Britain's HSBC Holdings Plc was the latest bank to join the growing list, saying it had exposure of around $1 billion, making it one of the biggest victims of the alleged $50 billion fraud.

Royal Bank of Scotland and Man Group in the UK, Japan's Nomura and France's Natixis also said they were hit by the worldwide scandal.

Financial companies, reeling after a year of enormous writedowns on bad credit assets, have so far tallied up more than $10 billion in direct and indirect exposure to the possible fraud by Mr Madoff, the 70-year old trader who was arrested on Thursday.

"There is a broader danger here for the industry," an equity analyst at a large European bank said, asking not to be named because of a corporate policy.

"This huge fraud, supposedly in blue chip funds, is going to make people nervous, and you've already seen massive redemptions," the analyst said.

Shares in France's Natixis were down 4.7 per cent after it said it had as much as €450 million of exposure to the fiasco. The wider DJ Stoxx banking index was 0.9 per cent lower.

US prosecutors and regulators have accused Mr Madoff, a former chairman of the Nasdaq Stock Market, of running the fraud through his investment advisory business, which managed at least one hedge fund.

Man Group, the world's largest listed hedge fund manager, said it was exposed to Mr Madoff through its fund of funds business RMF, which has $360 million invested in funds directly or indirectly sub-advised by Mr Madoff.
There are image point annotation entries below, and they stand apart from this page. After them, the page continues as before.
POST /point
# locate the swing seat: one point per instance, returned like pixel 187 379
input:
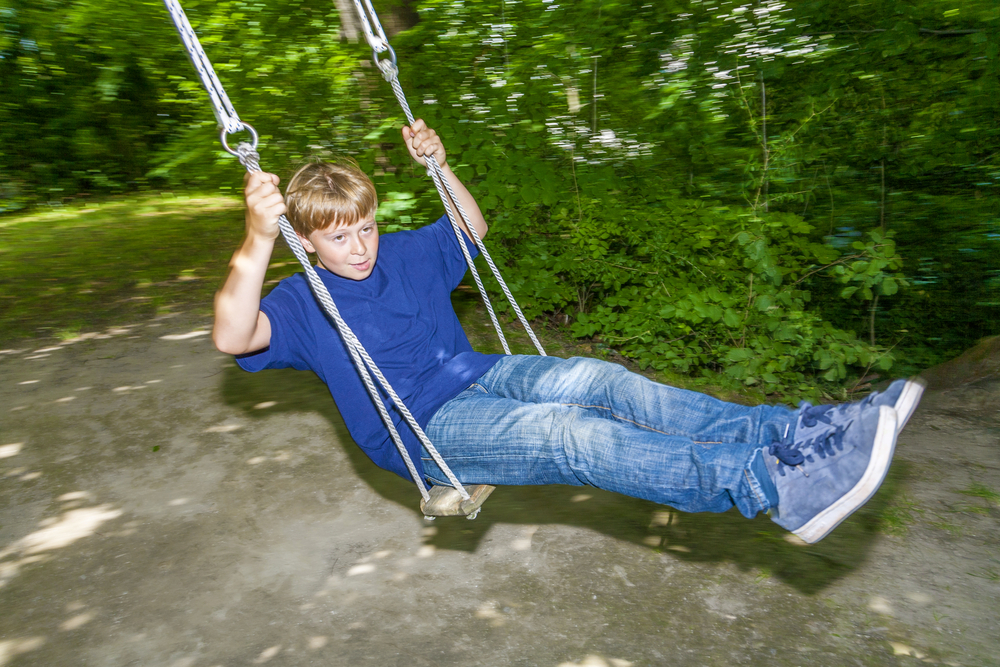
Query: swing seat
pixel 446 501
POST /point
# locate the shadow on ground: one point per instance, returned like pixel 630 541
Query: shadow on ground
pixel 757 545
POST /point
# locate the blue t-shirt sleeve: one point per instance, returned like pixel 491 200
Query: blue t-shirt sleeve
pixel 290 335
pixel 439 246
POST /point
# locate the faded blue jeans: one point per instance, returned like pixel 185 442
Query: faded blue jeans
pixel 545 420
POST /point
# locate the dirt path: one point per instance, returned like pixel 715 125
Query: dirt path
pixel 160 507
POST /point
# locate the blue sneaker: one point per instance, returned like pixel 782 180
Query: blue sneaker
pixel 902 396
pixel 830 466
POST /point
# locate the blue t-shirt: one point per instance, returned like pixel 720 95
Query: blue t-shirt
pixel 402 314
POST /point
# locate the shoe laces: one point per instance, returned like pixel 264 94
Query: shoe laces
pixel 793 453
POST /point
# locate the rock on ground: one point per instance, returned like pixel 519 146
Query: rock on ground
pixel 159 507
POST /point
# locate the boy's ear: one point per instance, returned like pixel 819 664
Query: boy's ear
pixel 306 243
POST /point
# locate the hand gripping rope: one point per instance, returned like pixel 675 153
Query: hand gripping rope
pixel 380 44
pixel 230 123
pixel 248 156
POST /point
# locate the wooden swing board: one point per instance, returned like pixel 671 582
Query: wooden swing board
pixel 446 501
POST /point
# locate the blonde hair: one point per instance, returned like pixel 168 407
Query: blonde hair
pixel 321 194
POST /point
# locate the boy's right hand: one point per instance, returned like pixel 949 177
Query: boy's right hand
pixel 264 203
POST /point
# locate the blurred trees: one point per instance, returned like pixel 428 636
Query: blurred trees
pixel 870 129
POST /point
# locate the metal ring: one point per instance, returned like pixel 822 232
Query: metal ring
pixel 246 126
pixel 392 55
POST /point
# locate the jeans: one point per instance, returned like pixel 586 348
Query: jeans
pixel 545 420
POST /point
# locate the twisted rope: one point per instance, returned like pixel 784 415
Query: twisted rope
pixel 391 72
pixel 380 44
pixel 250 159
pixel 225 114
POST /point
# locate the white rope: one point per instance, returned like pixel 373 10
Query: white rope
pixel 380 44
pixel 362 361
pixel 225 114
pixel 391 72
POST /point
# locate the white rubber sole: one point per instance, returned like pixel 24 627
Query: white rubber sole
pixel 908 400
pixel 882 449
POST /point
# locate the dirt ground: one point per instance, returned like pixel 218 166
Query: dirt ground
pixel 159 507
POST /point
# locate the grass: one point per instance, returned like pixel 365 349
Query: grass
pixel 81 268
pixel 74 269
pixel 977 490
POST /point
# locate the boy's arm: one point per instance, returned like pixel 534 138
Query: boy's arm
pixel 420 141
pixel 240 326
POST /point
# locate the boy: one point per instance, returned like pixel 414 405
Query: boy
pixel 524 419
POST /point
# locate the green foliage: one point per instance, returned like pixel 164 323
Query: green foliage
pixel 705 186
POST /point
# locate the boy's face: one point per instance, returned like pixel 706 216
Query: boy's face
pixel 349 251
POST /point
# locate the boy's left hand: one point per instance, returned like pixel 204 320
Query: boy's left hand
pixel 422 141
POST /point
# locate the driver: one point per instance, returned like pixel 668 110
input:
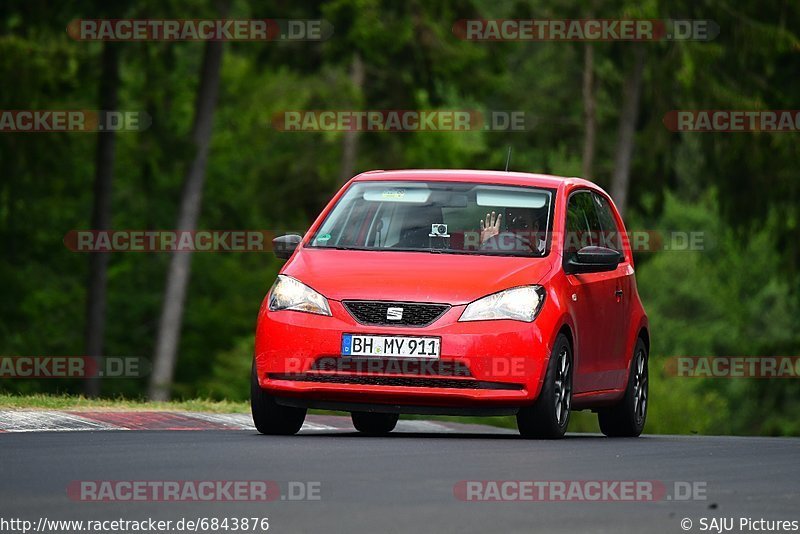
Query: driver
pixel 523 225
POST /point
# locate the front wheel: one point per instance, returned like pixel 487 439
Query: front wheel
pixel 626 419
pixel 548 417
pixel 374 424
pixel 270 417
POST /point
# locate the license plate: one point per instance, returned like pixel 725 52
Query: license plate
pixel 391 346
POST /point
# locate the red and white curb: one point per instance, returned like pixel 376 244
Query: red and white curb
pixel 76 421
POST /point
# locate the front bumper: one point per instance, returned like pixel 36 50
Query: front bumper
pixel 483 364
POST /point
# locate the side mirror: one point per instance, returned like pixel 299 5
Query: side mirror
pixel 284 246
pixel 593 260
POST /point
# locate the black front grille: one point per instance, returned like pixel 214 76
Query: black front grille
pixel 371 380
pixel 377 312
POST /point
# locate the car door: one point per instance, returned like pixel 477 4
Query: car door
pixel 613 361
pixel 592 296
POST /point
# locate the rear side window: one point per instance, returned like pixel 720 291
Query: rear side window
pixel 583 226
pixel 610 236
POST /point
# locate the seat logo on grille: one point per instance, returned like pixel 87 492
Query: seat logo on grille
pixel 394 314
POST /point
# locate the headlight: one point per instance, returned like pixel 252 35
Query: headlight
pixel 518 303
pixel 290 294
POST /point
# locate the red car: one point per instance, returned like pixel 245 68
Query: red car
pixel 460 293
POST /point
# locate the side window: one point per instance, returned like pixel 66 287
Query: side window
pixel 610 236
pixel 583 226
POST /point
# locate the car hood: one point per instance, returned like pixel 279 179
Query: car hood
pixel 411 276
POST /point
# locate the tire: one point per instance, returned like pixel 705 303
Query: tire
pixel 374 424
pixel 548 417
pixel 627 418
pixel 270 417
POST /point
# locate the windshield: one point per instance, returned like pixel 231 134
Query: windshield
pixel 440 217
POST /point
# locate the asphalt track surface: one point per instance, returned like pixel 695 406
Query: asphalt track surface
pixel 404 482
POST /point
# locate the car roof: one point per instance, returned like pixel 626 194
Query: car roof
pixel 487 177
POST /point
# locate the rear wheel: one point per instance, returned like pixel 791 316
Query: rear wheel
pixel 374 424
pixel 548 417
pixel 270 417
pixel 627 418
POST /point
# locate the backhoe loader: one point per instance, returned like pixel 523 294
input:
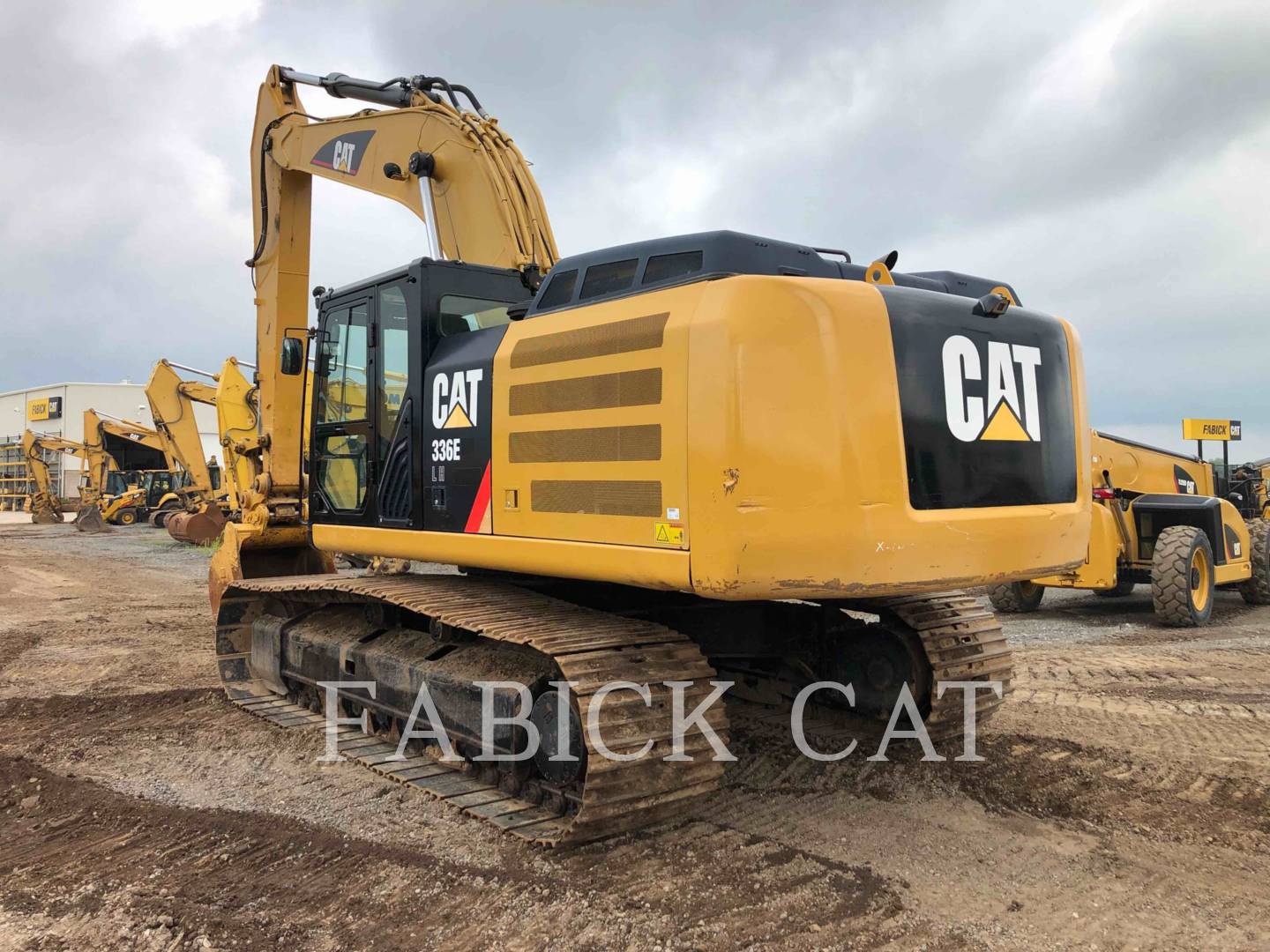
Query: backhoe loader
pixel 1159 519
pixel 138 450
pixel 196 512
pixel 701 456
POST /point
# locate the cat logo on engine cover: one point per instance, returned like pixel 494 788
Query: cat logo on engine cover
pixel 1010 412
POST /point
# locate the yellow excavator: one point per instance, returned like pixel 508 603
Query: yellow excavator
pixel 45 504
pixel 1160 519
pixel 196 512
pixel 150 478
pixel 106 494
pixel 703 456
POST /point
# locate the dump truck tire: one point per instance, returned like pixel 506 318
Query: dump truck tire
pixel 1256 589
pixel 1123 587
pixel 1016 597
pixel 1181 577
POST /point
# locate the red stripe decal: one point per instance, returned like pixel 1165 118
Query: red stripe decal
pixel 481 504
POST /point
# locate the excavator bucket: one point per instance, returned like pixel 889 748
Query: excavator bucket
pixel 89 519
pixel 199 528
pixel 251 553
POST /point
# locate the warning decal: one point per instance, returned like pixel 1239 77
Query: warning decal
pixel 667 533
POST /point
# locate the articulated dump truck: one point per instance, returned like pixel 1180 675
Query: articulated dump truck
pixel 1159 521
pixel 704 458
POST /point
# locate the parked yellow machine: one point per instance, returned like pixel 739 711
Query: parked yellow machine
pixel 663 461
pixel 152 478
pixel 45 504
pixel 196 512
pixel 1159 521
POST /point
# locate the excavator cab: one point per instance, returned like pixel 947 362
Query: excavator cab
pixel 404 362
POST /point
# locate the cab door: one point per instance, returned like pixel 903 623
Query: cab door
pixel 343 462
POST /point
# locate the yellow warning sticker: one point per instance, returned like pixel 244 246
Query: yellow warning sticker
pixel 667 533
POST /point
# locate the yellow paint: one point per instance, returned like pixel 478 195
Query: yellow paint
pixel 1221 430
pixel 458 419
pixel 1114 545
pixel 1005 426
pixel 629 565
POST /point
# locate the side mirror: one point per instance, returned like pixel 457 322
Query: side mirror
pixel 292 357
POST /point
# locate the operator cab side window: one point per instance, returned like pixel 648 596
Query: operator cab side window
pixel 340 389
pixel 609 279
pixel 461 315
pixel 342 386
pixel 559 290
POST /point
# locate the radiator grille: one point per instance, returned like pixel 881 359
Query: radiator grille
pixel 592 444
pixel 597 496
pixel 600 392
pixel 598 340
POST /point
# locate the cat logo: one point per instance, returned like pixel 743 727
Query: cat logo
pixel 343 156
pixel 344 153
pixel 455 398
pixel 1010 409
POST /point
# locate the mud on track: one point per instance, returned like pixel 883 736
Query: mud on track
pixel 1124 802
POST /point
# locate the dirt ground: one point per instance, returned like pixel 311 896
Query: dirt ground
pixel 1123 802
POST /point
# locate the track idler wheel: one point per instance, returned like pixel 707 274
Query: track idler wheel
pixel 551 755
pixel 251 553
pixel 879 660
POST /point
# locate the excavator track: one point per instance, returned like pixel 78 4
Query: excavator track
pixel 589 648
pixel 960 637
pixel 963 643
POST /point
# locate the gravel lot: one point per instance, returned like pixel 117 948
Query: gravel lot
pixel 1123 802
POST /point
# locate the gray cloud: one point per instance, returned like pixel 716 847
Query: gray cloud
pixel 1106 159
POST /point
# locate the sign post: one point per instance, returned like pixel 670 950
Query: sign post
pixel 1221 430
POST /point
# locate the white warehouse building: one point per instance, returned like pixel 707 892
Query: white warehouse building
pixel 57 409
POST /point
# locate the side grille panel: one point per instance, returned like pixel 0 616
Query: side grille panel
pixel 592 444
pixel 598 392
pixel 597 496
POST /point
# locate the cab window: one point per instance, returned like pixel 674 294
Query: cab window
pixel 340 390
pixel 460 315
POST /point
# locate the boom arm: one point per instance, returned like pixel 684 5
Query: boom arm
pixel 453 167
pixel 172 404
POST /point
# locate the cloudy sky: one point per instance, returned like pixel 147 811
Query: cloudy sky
pixel 1110 160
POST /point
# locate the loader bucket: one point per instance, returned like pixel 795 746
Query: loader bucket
pixel 250 553
pixel 89 519
pixel 198 528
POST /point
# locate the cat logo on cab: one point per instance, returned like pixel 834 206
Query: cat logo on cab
pixel 1000 404
pixel 455 398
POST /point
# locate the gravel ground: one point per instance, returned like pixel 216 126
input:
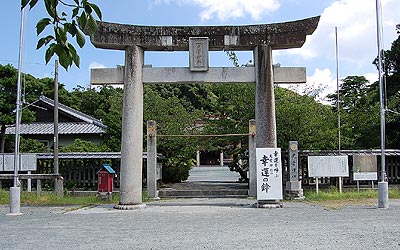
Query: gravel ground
pixel 203 224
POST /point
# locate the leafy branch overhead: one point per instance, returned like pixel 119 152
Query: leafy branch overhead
pixel 80 18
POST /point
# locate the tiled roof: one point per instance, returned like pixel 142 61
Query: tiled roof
pixel 63 128
pixel 81 116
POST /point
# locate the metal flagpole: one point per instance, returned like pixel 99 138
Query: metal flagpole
pixel 338 100
pixel 15 191
pixel 383 188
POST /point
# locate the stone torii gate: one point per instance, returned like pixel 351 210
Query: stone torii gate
pixel 134 40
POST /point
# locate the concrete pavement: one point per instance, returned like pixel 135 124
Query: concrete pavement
pixel 203 224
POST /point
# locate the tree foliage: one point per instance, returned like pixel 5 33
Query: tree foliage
pixel 67 19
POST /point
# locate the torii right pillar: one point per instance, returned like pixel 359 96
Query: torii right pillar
pixel 265 98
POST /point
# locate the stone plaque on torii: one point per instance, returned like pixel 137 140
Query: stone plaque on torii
pixel 134 40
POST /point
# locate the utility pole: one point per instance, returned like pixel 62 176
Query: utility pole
pixel 383 187
pixel 15 190
pixel 338 100
pixel 58 182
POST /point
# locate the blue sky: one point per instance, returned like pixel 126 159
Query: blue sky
pixel 355 20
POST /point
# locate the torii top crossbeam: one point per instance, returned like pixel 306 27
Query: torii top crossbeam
pixel 176 38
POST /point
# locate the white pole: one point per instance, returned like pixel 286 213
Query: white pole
pixel 15 191
pixel 383 188
pixel 338 87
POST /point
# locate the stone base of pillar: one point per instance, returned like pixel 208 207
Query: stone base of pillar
pixel 269 204
pixel 59 186
pixel 130 207
pixel 294 191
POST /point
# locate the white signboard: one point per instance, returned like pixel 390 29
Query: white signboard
pixel 27 162
pixel 365 168
pixel 269 174
pixel 8 162
pixel 365 176
pixel 328 166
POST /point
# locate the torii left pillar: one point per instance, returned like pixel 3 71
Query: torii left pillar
pixel 132 143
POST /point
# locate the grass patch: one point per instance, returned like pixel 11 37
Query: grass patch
pixel 49 199
pixel 332 199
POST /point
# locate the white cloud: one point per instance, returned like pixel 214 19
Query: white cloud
pixel 356 23
pixel 96 65
pixel 224 10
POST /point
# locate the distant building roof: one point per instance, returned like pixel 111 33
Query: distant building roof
pixel 85 124
pixel 64 128
pixel 73 112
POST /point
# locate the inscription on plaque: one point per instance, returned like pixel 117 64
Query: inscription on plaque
pixel 198 53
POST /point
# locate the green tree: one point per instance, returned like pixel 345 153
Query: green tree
pixel 303 119
pixel 359 102
pixel 69 19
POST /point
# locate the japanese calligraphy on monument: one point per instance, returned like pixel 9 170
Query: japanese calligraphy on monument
pixel 269 174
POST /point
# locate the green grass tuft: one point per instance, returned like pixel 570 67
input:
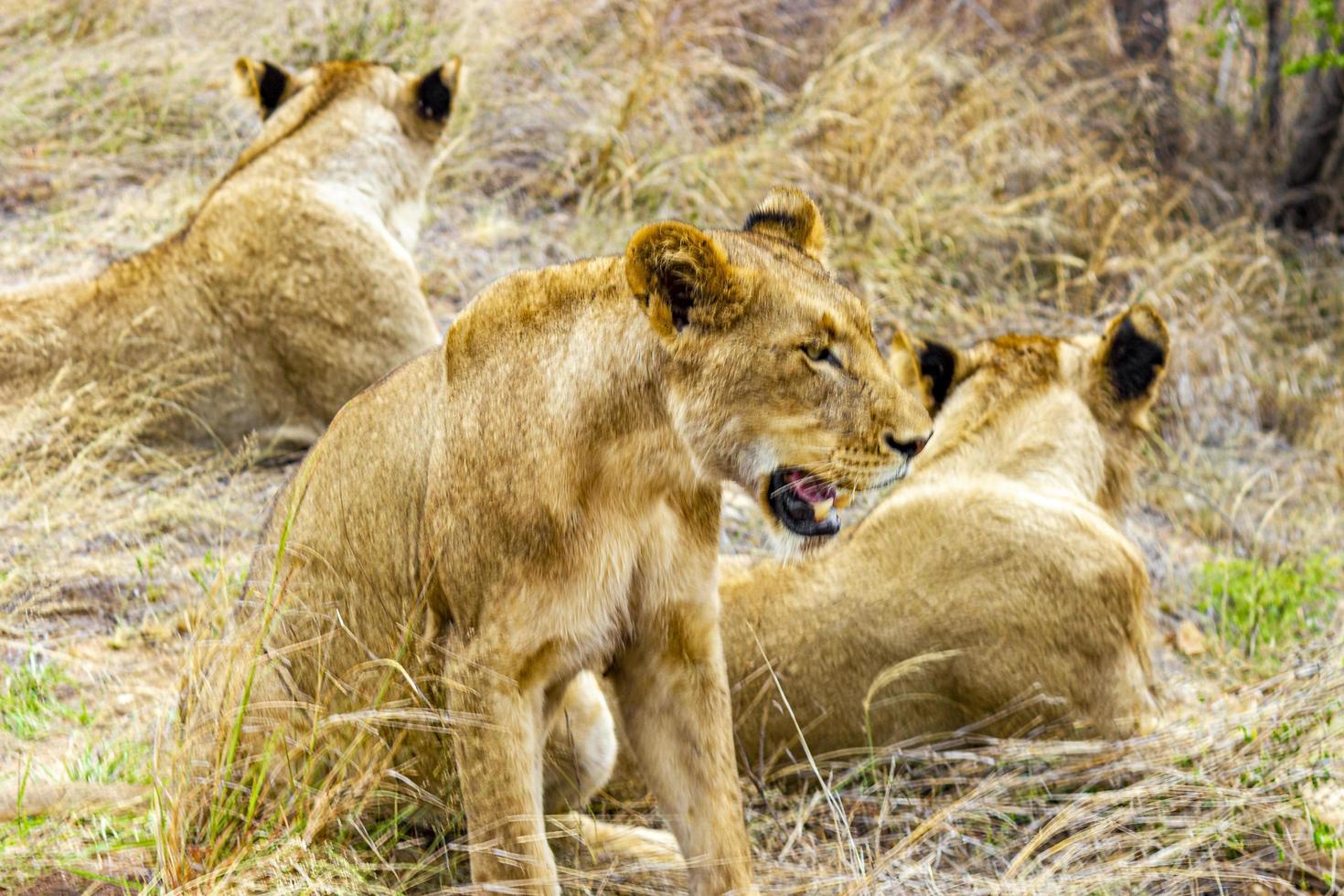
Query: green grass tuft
pixel 1265 612
pixel 28 701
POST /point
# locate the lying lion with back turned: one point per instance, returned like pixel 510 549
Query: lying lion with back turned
pixel 291 288
pixel 997 571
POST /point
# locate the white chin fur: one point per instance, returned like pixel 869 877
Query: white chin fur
pixel 786 544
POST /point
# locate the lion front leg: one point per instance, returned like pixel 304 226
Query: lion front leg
pixel 674 698
pixel 497 744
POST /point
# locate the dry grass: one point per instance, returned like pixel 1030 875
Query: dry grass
pixel 972 182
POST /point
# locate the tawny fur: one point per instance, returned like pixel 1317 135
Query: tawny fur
pixel 997 572
pixel 540 498
pixel 289 289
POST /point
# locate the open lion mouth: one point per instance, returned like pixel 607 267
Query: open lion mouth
pixel 804 504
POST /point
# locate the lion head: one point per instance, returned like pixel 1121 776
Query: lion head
pixel 1060 410
pixel 775 380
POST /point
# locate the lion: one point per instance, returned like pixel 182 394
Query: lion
pixel 495 521
pixel 997 572
pixel 291 288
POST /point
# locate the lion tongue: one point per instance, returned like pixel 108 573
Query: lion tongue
pixel 821 509
pixel 820 496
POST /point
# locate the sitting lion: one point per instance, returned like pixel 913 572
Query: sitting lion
pixel 995 574
pixel 540 498
pixel 292 286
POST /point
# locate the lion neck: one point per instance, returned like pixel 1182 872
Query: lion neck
pixel 355 157
pixel 1047 441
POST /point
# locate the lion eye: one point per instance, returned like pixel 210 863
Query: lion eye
pixel 821 355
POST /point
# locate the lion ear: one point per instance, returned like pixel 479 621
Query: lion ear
pixel 682 277
pixel 1132 359
pixel 926 368
pixel 263 82
pixel 434 91
pixel 788 214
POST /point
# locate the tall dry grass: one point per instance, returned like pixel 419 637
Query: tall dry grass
pixel 972 182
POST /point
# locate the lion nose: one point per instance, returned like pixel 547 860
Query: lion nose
pixel 907 449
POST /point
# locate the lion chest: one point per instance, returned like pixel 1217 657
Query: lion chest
pixel 568 602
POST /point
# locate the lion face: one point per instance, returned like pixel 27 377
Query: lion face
pixel 775 380
pixel 420 103
pixel 1072 407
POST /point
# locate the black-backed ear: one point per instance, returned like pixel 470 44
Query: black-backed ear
pixel 926 368
pixel 436 89
pixel 682 277
pixel 263 82
pixel 1132 357
pixel 788 214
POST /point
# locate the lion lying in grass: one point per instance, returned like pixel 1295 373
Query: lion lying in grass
pixel 291 288
pixel 540 498
pixel 997 572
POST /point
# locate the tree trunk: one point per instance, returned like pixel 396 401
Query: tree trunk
pixel 1303 205
pixel 1144 34
pixel 1273 89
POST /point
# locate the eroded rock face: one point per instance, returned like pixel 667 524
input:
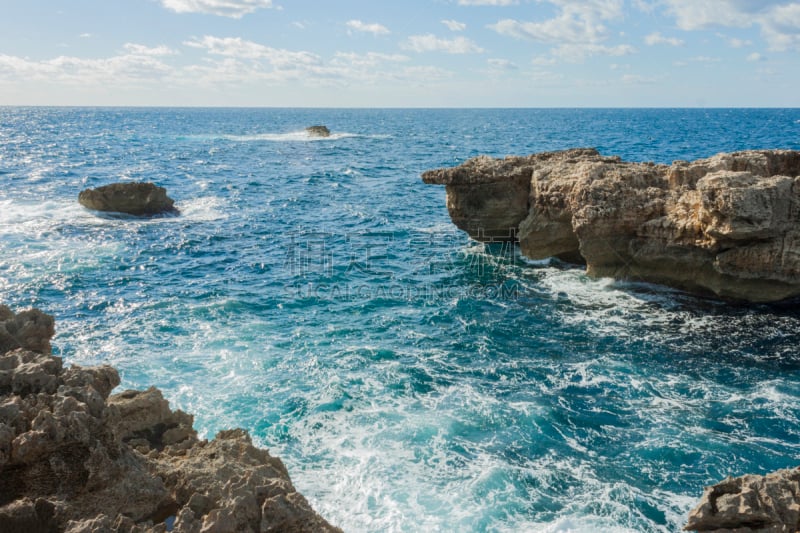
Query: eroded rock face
pixel 133 198
pixel 73 458
pixel 765 504
pixel 727 226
Also Swiss private bank Benedict Hentsch said it had undone its recent merger with alternative investment specialist Fairfield Greenwich, which said it had put half of its assets in one of the funds set up by Mr Madoff.

A rising number of banks across Europe detailed their potential losses from Mr Madoff, who allegedly set up a so-called Ponzi scheme, in which existing investors are paid out with money from new clients, not from actual investment returns. BNP Paribas and Santander detailed potential losses on Sunday, and others joined at the start of the trading week, with Italy's UniCredit SpA revealing exposure of around €75 million.